If you still wind up with a rocklike mass, just slice it. Sliced and toasted, fried, or grilled polenta is completely legit -- not the best for the use you want to make of it, but in a pinch, spoon your sauce over the slices.
I don't really find that polenta takes much stirring so doing it at the end hasn't been a problem for me in the past. But if you really want to have it all done beforehand, what about making it and then keeping in a crockpot on warm? I'd include a little more liquid than normal as it will continue to absorb in the CP. Maybe plan to some butter and/or cheese at the end just before serving.
It has been a long time since I made polenta. However, I've made it in the microwave. It took only 12 minutes. The water to cornmeal ratio was 3 to 1, and the wattage of the good old Amana (it lasted 25 years) was 650 max.
The process used a ceramic vessel. The stuff nuked for 6 minutes, and then it was stirred for consistency. It was nuked for another 6 minutes, then served.
If you wish a less thick polenta, increase the water to 4 cups.
Polenta needs a lot of help as far as flavor is concerned. Add some herbs before starting the microwaving process.
My wife of Italian descent won't eat the stuff, but I like to play with my food. Ergo, I add aromatics to give it some flavor. In fact, one time I added chocolate chips just to see how it tasted. That was a great addition, almost like eating brownies after it cooled and thickened.

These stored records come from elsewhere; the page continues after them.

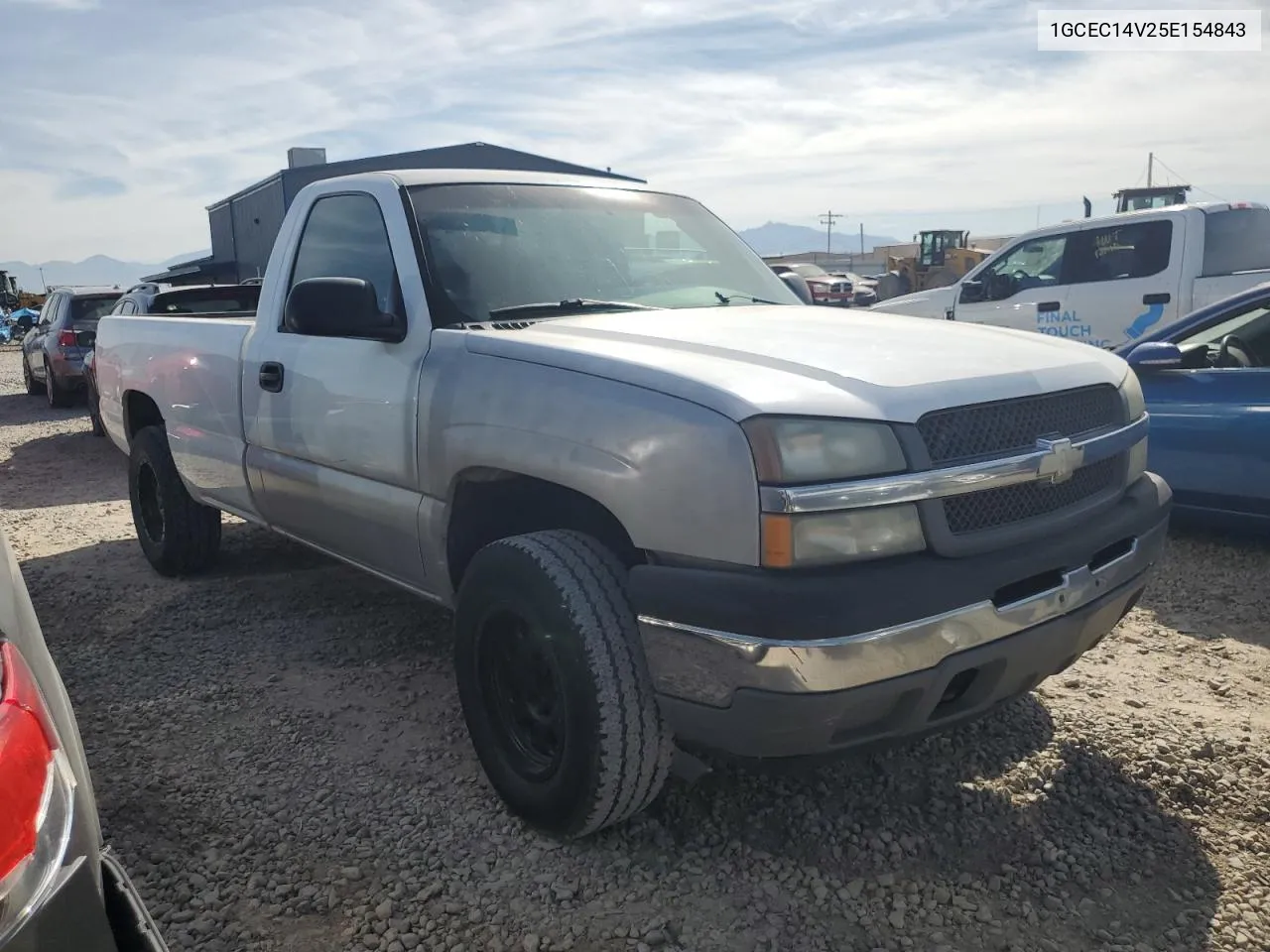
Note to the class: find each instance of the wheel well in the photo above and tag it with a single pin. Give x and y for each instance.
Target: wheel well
(492, 504)
(139, 412)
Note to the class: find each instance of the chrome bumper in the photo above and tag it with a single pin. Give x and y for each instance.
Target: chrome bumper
(706, 665)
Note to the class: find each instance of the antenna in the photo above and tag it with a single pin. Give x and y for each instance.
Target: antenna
(826, 221)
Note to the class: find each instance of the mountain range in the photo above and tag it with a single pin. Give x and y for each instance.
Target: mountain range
(770, 239)
(779, 239)
(98, 270)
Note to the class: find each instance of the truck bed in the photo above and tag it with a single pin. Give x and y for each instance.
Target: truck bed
(189, 365)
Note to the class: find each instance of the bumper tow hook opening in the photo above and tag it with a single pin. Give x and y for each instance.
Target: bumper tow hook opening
(1105, 556)
(956, 688)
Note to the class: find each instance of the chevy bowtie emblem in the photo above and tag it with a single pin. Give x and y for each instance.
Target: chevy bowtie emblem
(1060, 461)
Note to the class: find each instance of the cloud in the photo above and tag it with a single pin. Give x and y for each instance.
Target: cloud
(59, 4)
(91, 186)
(763, 111)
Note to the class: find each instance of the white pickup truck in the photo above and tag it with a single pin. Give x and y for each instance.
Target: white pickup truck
(666, 500)
(1109, 281)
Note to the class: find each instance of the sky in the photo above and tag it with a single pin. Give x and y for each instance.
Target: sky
(128, 117)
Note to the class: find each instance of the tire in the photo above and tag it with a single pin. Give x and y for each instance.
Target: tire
(563, 593)
(33, 386)
(94, 416)
(59, 397)
(177, 535)
(95, 421)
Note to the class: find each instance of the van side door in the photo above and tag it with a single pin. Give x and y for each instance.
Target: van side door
(331, 422)
(1124, 280)
(1021, 289)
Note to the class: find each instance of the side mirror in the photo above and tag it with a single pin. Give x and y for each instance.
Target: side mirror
(339, 307)
(798, 285)
(971, 291)
(1155, 356)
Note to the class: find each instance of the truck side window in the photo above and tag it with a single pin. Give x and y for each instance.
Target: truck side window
(1035, 263)
(345, 238)
(1119, 253)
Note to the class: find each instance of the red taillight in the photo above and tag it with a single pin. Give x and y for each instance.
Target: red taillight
(27, 746)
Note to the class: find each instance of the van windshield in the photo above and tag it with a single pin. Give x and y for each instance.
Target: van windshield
(495, 249)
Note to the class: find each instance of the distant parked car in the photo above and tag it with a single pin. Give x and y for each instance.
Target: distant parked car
(1206, 382)
(62, 889)
(54, 350)
(826, 289)
(864, 290)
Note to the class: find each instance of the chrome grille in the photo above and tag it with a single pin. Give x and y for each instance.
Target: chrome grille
(1010, 426)
(994, 508)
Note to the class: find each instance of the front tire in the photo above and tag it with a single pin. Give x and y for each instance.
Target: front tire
(554, 687)
(177, 535)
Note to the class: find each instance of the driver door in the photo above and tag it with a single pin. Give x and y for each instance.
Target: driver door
(1023, 290)
(1210, 435)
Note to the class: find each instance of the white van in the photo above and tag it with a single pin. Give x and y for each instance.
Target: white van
(1109, 281)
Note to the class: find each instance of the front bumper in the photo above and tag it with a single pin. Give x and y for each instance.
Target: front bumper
(76, 918)
(889, 649)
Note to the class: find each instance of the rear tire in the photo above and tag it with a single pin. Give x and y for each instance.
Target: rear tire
(177, 535)
(59, 397)
(554, 687)
(33, 386)
(94, 413)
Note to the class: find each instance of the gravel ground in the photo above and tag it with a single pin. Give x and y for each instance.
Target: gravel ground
(280, 760)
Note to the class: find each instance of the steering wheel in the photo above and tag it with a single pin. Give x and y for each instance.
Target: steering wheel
(1234, 353)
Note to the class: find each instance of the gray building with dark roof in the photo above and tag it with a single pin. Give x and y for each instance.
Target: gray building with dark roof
(245, 223)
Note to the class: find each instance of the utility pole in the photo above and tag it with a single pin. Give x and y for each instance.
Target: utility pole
(826, 221)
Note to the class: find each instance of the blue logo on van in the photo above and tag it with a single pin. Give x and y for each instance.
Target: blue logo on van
(1144, 320)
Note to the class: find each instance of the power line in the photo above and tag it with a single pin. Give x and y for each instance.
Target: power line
(1183, 178)
(826, 221)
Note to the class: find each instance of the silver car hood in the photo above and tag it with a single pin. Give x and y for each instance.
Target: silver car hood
(742, 361)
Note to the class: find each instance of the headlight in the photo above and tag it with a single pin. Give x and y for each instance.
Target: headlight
(820, 538)
(801, 449)
(1137, 462)
(1132, 394)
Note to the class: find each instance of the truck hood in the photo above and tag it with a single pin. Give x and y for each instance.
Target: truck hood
(931, 302)
(742, 361)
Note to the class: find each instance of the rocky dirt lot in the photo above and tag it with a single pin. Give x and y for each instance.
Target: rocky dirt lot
(280, 761)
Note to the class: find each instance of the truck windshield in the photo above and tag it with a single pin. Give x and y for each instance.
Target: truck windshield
(490, 248)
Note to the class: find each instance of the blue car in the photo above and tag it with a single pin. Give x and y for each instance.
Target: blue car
(1206, 382)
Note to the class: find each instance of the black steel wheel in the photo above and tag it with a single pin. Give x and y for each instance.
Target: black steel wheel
(178, 535)
(520, 684)
(554, 685)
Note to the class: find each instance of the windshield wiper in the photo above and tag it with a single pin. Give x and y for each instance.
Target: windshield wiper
(572, 304)
(728, 298)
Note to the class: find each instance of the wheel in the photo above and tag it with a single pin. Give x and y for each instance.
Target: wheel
(177, 535)
(94, 414)
(553, 683)
(58, 395)
(94, 417)
(33, 386)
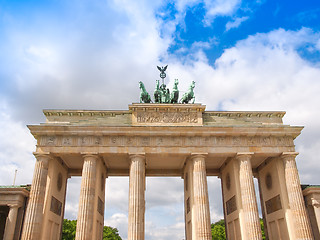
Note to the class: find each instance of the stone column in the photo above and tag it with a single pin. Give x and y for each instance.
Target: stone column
(33, 218)
(316, 207)
(87, 195)
(11, 222)
(248, 197)
(301, 225)
(201, 227)
(136, 198)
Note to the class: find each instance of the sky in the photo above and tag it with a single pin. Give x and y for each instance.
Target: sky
(80, 54)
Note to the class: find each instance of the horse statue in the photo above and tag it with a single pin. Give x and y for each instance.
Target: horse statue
(157, 93)
(175, 92)
(188, 96)
(144, 95)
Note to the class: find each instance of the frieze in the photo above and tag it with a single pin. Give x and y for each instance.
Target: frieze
(169, 117)
(166, 141)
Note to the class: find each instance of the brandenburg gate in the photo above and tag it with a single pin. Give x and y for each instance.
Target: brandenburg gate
(181, 140)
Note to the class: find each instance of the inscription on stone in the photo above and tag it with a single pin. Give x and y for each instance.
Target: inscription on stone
(157, 117)
(56, 206)
(100, 206)
(273, 204)
(231, 205)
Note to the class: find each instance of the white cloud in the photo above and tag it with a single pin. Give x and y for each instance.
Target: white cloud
(220, 8)
(119, 221)
(235, 23)
(95, 62)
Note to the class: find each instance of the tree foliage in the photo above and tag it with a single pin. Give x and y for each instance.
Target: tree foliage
(218, 230)
(110, 233)
(69, 231)
(219, 233)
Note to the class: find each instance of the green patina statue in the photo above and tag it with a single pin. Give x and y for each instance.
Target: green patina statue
(144, 95)
(188, 96)
(162, 93)
(157, 93)
(175, 92)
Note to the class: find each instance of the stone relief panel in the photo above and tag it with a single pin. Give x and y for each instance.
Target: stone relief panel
(169, 117)
(204, 141)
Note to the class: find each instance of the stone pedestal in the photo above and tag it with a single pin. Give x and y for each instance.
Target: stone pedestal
(301, 224)
(11, 222)
(136, 198)
(248, 197)
(87, 196)
(33, 219)
(201, 227)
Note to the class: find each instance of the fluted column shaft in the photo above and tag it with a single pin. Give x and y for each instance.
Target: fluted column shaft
(316, 207)
(302, 225)
(86, 202)
(248, 197)
(202, 226)
(33, 218)
(136, 198)
(11, 222)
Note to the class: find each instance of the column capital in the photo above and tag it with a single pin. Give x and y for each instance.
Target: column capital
(198, 155)
(14, 205)
(313, 202)
(90, 154)
(141, 156)
(43, 157)
(289, 155)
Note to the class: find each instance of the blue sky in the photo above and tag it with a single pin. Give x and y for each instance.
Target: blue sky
(81, 54)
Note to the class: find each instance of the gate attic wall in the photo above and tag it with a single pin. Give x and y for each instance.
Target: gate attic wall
(167, 136)
(180, 140)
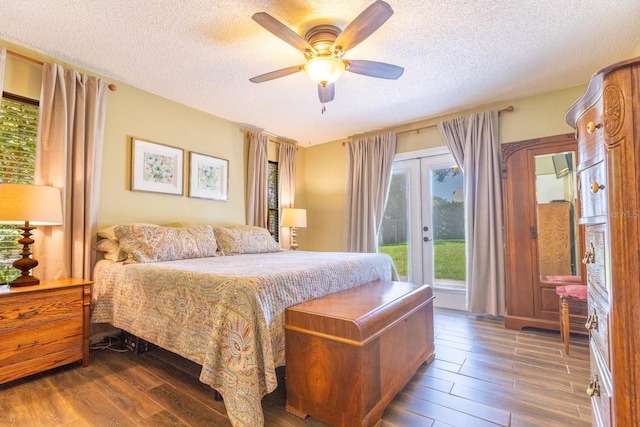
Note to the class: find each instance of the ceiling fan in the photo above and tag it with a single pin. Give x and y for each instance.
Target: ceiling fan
(324, 46)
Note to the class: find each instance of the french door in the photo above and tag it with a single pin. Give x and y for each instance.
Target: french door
(423, 227)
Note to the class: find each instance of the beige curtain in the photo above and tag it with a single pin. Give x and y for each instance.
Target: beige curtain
(369, 163)
(3, 60)
(474, 144)
(69, 156)
(258, 180)
(287, 185)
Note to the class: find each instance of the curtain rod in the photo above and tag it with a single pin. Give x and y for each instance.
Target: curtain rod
(111, 86)
(290, 141)
(417, 130)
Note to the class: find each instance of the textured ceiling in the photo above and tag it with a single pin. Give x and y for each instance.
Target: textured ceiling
(457, 54)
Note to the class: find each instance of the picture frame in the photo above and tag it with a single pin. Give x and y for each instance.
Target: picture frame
(156, 168)
(208, 177)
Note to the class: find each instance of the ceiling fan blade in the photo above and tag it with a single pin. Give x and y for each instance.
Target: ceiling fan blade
(276, 74)
(282, 31)
(326, 93)
(380, 70)
(363, 26)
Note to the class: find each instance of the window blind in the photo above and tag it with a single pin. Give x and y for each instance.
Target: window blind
(18, 134)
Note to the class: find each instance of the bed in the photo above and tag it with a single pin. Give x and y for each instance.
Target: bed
(222, 308)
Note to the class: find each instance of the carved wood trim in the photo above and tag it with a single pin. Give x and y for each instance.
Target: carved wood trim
(613, 100)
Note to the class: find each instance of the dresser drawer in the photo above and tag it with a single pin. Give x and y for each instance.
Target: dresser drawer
(589, 134)
(593, 191)
(595, 258)
(598, 315)
(26, 309)
(601, 400)
(39, 341)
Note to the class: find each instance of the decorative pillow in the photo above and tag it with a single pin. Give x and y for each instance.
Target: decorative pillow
(111, 250)
(153, 243)
(245, 239)
(109, 233)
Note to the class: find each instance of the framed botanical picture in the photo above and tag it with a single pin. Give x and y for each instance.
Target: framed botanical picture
(208, 177)
(156, 167)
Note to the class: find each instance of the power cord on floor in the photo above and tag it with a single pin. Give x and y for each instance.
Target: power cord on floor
(112, 342)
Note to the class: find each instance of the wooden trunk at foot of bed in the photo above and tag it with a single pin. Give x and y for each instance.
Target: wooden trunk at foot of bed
(348, 354)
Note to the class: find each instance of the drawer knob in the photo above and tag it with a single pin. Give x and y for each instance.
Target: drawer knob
(594, 387)
(595, 187)
(28, 314)
(592, 321)
(590, 255)
(591, 127)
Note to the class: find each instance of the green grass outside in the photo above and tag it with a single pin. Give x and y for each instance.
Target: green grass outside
(449, 258)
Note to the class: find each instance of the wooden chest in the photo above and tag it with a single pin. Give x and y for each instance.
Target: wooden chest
(348, 354)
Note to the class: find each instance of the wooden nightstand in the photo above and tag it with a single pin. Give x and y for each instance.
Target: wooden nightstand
(43, 326)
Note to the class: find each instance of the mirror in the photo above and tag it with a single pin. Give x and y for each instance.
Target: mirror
(557, 227)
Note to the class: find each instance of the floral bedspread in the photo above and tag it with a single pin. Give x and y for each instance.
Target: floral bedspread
(226, 313)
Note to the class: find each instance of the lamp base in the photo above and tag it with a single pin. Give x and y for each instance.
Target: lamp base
(24, 281)
(294, 245)
(26, 263)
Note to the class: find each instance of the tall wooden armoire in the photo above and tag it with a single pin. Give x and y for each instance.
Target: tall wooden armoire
(542, 242)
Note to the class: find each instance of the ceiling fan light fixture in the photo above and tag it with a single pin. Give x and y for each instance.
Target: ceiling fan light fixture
(324, 70)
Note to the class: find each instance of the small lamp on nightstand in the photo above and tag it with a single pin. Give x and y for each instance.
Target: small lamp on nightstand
(294, 218)
(28, 205)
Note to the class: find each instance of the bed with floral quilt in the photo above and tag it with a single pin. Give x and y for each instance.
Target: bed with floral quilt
(217, 296)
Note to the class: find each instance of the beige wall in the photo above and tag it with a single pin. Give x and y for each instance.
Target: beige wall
(536, 116)
(320, 169)
(134, 112)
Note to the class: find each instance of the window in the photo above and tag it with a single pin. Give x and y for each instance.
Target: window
(273, 221)
(18, 133)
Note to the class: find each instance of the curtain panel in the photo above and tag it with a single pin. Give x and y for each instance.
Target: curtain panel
(258, 180)
(3, 61)
(286, 185)
(69, 157)
(474, 144)
(369, 164)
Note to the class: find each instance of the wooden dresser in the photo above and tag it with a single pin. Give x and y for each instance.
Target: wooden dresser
(607, 123)
(43, 326)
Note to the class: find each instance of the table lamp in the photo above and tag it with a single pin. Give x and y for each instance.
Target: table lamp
(294, 218)
(28, 205)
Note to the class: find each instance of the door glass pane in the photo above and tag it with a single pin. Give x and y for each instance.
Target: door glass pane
(447, 217)
(557, 222)
(393, 237)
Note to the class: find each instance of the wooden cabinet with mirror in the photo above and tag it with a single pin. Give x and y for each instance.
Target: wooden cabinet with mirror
(542, 236)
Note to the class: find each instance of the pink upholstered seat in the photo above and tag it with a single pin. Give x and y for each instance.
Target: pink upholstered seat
(575, 291)
(566, 294)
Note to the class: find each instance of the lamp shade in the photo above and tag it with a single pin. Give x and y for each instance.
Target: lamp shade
(38, 204)
(294, 217)
(324, 69)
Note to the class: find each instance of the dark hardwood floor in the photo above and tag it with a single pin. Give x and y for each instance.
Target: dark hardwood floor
(483, 375)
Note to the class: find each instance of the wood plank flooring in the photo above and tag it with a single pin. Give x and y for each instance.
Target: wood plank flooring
(483, 375)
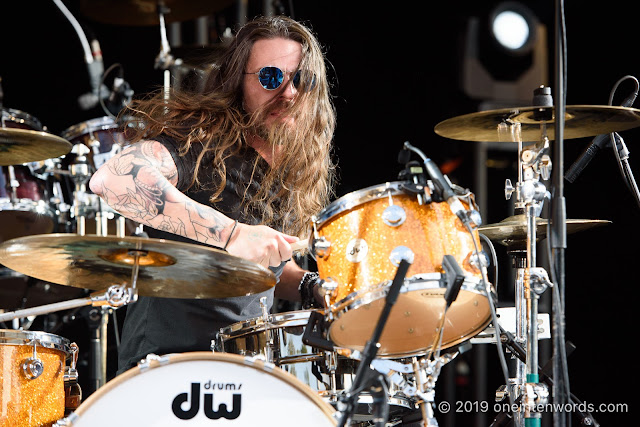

By now you probably have determined that I am not a purist.
Once the polenta has thickened it can be kept covered over low heat for quite a while. Coarser polenta benefits from this extended cooking because it gives it more time to hydrate (absorb liquid). While it is hot, you can add more liquid to keep it at the desired consistency. Don't be surprised if you end up with a 5:1 or even 6:1 water to corn ratio.
On A Chefs Life she talked about making grits in a double boiler. The oven method is also a low-n-slow way. Cooks Illustrated found that a pinch of baking soda reduced the need for stirring, though I think that applied more to the initial stage than the long tail.